(director: George Moskov; screenwriters:Ed Wood Jr./story and screenplay by Nat Tanchuck; cinematographer: Ernest Haller; editor: Maurice Wright; music: Manuel Francisco; cast: Harold Lloyd Jr. (Tommy Blaine), Jana Lund (Helen Newton), Anthony Dexter (Lech), Trudy Marshall (SusanNewton), Brian O’Hara (George Newton), Marianna Hill (Marla), David Bond (Justice of Peace), George Cisar (Miltie), Irene Ross (Phyllis), Richard Davies (Judge), Joel Mondeaux (Felton), Nita Loveless (Grace Blaine), Lincoln Demyan (George Blaine), Anthony Dexter (Grimes), Tom Fransden (Sportscaster), Frank Harding (Daddy-O), Cedric Jordan (Mike); Runtime: 76; MPAA Rating: NR; producers: Ed Wood Jr./George Moskov; Sinister Cinema; 1962)

Soap opera daytime TV handles this sort of softball material better.”

Reviewed by Dennis Schwartz

Filmed as if a 1950s troubled teen film, replete with jukeboxes, jitterbugging and malt shops. Directed by the Ukrainian-born George Moskov, a long-time producer. It’s written by the celebrated Ed Wood Jr. and Nat Tanchuck, from Tanchuck‘s coming-of-age family drama and comedy.

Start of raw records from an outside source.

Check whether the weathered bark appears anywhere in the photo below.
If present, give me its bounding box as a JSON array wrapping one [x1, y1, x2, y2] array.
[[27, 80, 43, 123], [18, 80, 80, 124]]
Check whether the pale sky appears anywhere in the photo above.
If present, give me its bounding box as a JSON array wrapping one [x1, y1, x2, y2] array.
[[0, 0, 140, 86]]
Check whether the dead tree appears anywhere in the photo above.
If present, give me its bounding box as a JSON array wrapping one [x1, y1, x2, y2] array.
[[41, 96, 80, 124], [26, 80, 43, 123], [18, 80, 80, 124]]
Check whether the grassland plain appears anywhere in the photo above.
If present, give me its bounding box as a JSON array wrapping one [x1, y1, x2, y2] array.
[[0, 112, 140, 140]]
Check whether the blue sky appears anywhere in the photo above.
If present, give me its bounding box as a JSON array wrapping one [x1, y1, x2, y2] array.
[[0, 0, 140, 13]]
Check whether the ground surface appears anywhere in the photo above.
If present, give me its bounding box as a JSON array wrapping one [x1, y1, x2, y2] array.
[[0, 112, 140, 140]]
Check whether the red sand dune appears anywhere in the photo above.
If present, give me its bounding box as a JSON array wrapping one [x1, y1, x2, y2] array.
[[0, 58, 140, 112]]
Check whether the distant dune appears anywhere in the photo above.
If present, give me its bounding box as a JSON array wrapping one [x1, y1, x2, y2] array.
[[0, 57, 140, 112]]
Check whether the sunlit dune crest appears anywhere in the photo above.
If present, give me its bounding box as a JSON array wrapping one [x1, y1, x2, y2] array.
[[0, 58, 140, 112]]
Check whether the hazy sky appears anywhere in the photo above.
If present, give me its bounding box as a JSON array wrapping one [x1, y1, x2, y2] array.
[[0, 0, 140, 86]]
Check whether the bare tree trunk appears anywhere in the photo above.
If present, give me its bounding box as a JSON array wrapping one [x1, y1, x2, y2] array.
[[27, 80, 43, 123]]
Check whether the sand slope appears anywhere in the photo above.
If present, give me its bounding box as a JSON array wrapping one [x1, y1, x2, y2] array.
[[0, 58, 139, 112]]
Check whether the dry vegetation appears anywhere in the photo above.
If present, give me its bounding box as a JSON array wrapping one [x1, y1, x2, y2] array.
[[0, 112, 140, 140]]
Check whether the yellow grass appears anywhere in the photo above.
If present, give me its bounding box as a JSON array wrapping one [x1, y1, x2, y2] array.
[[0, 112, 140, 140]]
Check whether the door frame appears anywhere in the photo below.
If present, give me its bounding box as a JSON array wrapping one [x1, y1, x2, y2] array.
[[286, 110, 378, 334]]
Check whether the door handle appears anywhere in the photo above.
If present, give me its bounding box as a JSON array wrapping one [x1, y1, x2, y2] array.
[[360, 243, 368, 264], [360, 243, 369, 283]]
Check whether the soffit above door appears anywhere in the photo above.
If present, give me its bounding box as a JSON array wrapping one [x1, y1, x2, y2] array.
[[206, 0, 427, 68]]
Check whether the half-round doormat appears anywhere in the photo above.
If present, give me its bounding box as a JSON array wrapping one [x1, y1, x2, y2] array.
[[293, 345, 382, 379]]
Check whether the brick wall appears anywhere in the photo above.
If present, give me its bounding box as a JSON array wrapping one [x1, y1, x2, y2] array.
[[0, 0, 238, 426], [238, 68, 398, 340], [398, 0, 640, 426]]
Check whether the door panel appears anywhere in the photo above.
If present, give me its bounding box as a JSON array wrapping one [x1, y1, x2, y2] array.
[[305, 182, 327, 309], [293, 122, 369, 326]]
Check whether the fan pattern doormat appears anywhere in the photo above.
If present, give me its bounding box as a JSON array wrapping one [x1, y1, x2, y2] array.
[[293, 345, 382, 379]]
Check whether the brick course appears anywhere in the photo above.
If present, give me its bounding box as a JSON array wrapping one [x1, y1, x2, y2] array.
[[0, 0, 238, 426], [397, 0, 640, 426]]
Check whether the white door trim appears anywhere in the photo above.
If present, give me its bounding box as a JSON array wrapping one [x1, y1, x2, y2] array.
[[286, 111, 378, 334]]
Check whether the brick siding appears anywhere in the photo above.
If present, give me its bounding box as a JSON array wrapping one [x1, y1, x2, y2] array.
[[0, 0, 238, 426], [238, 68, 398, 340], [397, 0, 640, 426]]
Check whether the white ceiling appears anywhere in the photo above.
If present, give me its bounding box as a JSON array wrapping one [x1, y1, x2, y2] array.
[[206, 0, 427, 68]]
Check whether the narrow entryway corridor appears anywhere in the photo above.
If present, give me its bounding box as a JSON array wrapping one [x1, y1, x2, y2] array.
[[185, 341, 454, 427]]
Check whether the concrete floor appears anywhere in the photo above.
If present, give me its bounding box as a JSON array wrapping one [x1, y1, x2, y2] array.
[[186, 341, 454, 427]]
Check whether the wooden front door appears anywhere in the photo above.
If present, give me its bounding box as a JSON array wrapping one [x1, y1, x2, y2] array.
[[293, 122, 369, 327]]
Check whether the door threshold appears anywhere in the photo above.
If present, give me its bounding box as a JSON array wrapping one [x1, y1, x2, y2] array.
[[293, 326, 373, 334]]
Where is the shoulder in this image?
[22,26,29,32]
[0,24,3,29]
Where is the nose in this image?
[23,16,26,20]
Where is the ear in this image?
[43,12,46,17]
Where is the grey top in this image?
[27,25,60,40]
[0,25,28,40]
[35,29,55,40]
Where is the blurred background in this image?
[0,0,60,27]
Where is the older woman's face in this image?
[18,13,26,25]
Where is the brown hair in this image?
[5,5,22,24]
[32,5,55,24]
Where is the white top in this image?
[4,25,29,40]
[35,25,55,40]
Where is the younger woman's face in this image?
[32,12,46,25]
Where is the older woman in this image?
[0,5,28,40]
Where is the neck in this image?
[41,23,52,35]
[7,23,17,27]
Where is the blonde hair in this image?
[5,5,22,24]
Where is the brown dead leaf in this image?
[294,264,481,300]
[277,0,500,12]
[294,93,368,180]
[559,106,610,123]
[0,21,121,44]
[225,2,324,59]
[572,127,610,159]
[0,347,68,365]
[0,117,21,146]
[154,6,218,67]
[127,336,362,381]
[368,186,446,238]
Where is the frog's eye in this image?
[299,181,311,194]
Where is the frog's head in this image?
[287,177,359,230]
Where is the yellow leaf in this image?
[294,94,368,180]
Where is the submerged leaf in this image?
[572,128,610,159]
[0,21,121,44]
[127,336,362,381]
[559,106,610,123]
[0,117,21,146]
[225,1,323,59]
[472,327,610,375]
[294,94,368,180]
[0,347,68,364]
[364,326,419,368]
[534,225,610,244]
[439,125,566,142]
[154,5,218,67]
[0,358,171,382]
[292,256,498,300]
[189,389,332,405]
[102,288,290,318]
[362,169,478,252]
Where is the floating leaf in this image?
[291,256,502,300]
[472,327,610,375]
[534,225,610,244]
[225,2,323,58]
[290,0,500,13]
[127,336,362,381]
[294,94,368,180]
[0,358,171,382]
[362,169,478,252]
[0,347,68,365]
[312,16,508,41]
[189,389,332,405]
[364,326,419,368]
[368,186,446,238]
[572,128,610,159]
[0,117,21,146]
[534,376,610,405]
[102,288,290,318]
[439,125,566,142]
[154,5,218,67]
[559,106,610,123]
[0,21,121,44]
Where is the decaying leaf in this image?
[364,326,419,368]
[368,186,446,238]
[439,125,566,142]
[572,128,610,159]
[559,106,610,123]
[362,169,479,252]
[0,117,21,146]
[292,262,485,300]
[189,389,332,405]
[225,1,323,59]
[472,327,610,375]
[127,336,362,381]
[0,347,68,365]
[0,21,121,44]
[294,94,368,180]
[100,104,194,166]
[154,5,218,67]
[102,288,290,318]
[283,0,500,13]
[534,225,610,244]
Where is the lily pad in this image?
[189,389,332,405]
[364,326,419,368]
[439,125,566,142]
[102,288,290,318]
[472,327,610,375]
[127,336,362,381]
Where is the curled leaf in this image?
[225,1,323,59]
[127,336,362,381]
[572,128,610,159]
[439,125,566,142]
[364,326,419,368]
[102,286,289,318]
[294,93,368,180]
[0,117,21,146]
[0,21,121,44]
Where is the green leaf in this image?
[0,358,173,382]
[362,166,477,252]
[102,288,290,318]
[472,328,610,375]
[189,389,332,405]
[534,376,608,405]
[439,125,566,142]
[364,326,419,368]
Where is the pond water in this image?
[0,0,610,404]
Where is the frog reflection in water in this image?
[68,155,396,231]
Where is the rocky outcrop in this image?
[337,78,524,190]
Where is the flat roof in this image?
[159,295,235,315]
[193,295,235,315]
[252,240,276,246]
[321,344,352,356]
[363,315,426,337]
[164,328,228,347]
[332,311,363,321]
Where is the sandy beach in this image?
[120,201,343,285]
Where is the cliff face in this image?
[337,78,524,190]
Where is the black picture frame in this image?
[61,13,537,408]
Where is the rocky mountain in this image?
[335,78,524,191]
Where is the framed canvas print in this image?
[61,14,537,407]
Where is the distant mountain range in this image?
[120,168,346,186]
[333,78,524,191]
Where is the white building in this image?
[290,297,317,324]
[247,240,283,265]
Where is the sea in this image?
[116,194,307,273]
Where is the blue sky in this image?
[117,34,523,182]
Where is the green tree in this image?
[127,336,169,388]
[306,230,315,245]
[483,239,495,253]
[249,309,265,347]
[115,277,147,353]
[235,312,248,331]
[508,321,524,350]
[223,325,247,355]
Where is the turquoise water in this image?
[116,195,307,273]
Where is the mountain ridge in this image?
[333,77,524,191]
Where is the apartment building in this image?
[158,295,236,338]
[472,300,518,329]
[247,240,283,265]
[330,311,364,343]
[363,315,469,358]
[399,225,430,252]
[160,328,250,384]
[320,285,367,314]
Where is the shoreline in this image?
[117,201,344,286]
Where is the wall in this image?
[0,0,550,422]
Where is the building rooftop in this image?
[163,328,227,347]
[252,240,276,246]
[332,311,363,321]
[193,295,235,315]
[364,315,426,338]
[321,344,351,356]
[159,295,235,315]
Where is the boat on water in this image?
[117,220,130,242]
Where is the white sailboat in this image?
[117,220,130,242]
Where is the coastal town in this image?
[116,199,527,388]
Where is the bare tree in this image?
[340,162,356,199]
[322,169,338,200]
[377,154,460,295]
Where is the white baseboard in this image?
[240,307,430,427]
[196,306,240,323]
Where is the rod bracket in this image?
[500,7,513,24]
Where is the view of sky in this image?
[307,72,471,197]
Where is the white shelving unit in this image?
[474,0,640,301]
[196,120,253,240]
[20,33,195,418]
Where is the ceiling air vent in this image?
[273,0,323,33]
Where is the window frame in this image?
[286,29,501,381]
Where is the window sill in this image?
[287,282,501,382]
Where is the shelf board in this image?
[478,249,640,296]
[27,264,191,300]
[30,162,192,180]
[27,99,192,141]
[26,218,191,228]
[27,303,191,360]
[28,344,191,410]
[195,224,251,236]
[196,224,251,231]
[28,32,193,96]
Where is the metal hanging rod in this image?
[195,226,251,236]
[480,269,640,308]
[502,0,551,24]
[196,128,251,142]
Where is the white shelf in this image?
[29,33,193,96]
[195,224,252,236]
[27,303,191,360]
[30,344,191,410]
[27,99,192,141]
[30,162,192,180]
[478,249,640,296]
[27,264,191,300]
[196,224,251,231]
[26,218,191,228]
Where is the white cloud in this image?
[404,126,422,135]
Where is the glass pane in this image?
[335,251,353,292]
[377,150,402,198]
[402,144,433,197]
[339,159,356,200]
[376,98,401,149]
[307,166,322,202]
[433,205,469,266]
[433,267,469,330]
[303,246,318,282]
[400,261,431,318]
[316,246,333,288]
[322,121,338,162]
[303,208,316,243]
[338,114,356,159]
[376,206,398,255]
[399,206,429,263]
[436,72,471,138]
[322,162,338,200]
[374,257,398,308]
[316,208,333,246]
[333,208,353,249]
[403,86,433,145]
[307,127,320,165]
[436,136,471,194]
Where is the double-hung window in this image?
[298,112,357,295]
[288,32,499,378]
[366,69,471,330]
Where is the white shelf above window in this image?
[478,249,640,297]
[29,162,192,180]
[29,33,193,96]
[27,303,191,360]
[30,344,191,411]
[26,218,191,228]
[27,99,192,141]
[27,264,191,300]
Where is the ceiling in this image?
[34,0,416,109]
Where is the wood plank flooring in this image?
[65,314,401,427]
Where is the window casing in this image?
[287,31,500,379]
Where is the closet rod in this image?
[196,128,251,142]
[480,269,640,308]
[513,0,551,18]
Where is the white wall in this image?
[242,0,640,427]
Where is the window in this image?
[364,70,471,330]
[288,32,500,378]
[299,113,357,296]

Teens Tommy Blaine (Harold Lloyd Jr.) and Helen Newton (Jana Lund) impulsively elope. They then please their parents by having a second ceremony. To economically survive, they move in with Tommy’s folks (Nita Loveless & Lincoln Demyan). They both find married life difficult, as Tommy’s dreams of a medical career seem unlikely now. Tommy gets a job in a garage. He’s approached there by the sinister Grimes (Anthony Dexter) to handle stolen cars for a ring of car thieves. Tommy resists, at first.

Meanwhile Helen doesn’t get along with the Blaine’s and rather than move in with the Newtons (Brian O’Hara & Trudy Marshall), Tommy buys a home he can’t afford. Now desperate for cash, Tommy accepts the offer by Grimes. While riding in a stolen car with his wife, the young couple is arrested. The court places Tommy on probation. Both parents combine to send Tommy to college. Case closed. The kid will now follow his middle-class DNA.

Soap opera daytime TV handles this sort of softball material better.